Papa Leone ha poi invitato «tutti, soprattutto in questa festa di Natale, a riflettere sulla natura della vita umana, sul valore della vita umana. Dio si è fatto uomo come noi per mostrarci cosa significhi veramente vivere la vita umana». Ora la speranza del Papa è che «il rispetto per la vita torni a crescere in tutti i momenti dell’esistenza umana, dal concepimento alla morte naturale».
Aspramente avversata da associazioni per i diritti dei disabili e dai vescovi dello Stato, la “End-of-Life Options for Terminally Ill Patients Act” (“Legge per le scelte di fine vita dei pazienti malati terminali”) è stata firmata dal governatore il 12 dicembre e consente ai medici di prescrivere farmaci letali a persone maggiorenni capaci di intendere e volere con un’aspettativa di vita pari o inferiore a sei mesi che devono manifestare la loro volontà per iscritto e oralmente. La condizione di terminalità deve essere confermata da due medici. Dunque una sorta di “diritto di morire”.
La Conferenza episcopale cattolica dell’Illinois aveva subito dichiarato che il governatore «ha messo il nostro Stato su una strada scivolosa che mette a repentaglio il benessere dei poveri e degli emarginati, in particolare quelli della comunità dei disabili» avvertendo che l’applicazione del provvedimento avrà «prevedibili conseguenze tragiche». Ora le parole del Papa, molto esplicite.
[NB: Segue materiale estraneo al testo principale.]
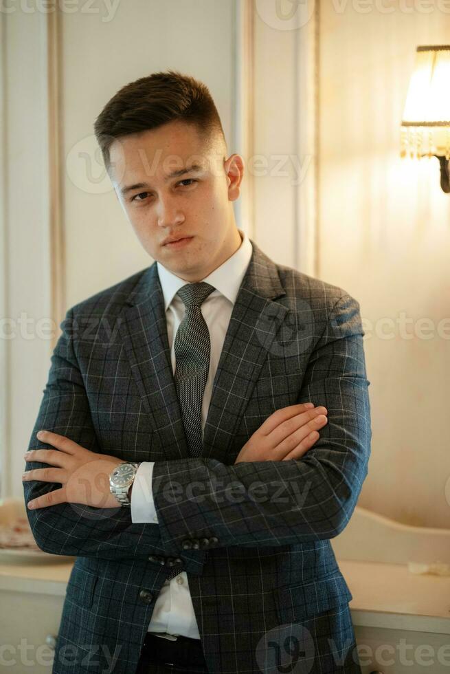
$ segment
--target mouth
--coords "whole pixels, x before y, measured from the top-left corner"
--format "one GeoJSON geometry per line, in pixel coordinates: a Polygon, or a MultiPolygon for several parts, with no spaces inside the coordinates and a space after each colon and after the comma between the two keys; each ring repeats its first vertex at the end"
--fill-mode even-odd
{"type": "Polygon", "coordinates": [[[164,243],[164,246],[165,248],[181,248],[188,245],[193,238],[194,237],[183,237],[183,239],[179,239],[178,241],[170,241],[168,243],[164,243]]]}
Con un dibattito globale pressoché permanente sulle scelte di fine vita, le parole del Papa non possono che dare da riflettere a chi sta lavorando a una possibile legge sul suicidio assistito in molti Paesi. Quindi anche in Italia, dove la ripresa dei lavori al Senato sul progetto della maggioranza è prevista per gennaio. Assai preoccupato per gli effetti sulle persone più fragili che potrebbe sortire una legge sull’aiuto medico a morire è Carmelo Leotta, avvocato, una delle voci dei malati e disabili gravi che si sono rivolti a lui per vedere ascoltato (già due volte) il loro “diritto alle cure” nelle udienze della Corte costituzionale sui ricorsi contro il dettato del Codice penale che persegue l’assistenza al suicidio e l’omicidio del consenziente.
A quanti «sostengono la possibilità di approvare una legge che ammetta, tramite una procedura, il suicidio assistito nelle forme indicate dalla Corte costituzionale, operando una depenalizzazione parziale dell’art. 580 del Codice penale che punisce l’aiuto al suicidio», una «scelta apparentemente “minimalista”», Leotta ricorda dopo la presa di posizione del Papa che «ammettere e regolare il suicidio assistito anche “solo” nei casi contemplati dalla sentenza n. 242/2019 significa che la vita dei più sofferenti diventa oggetto di un atto del terzo che concorre a dare la morte a un uomo». Il giurista avverte «chi prende come modello la strada indicata dalla Corte costituzionale che la sentenza 132/2025 della stessa Corte già si è spinta ad affermare che l’accesso al suicidio assistito deve essere un diritto soggettivo, la cui prestazione è affidata al Servizio sanitario nazionale», cioè oltre lo stesso perimetro fissato dalla sentenza “madre”, la 242 del 2019 sul caso Cappato-dj Fabo che è il punto di riferimento del progetto di legge. A queste interpretazioni dei giudici si attende che si aggiunga ora quella sull’impugnazione da parte del Governo della legge sul suicidio assistito varata in febbraio dalla Regione Toscana, prima in Italia, seguita poi in settembre anche dalla Sardegna (legge anch’essa impugnata dall’esecutivo).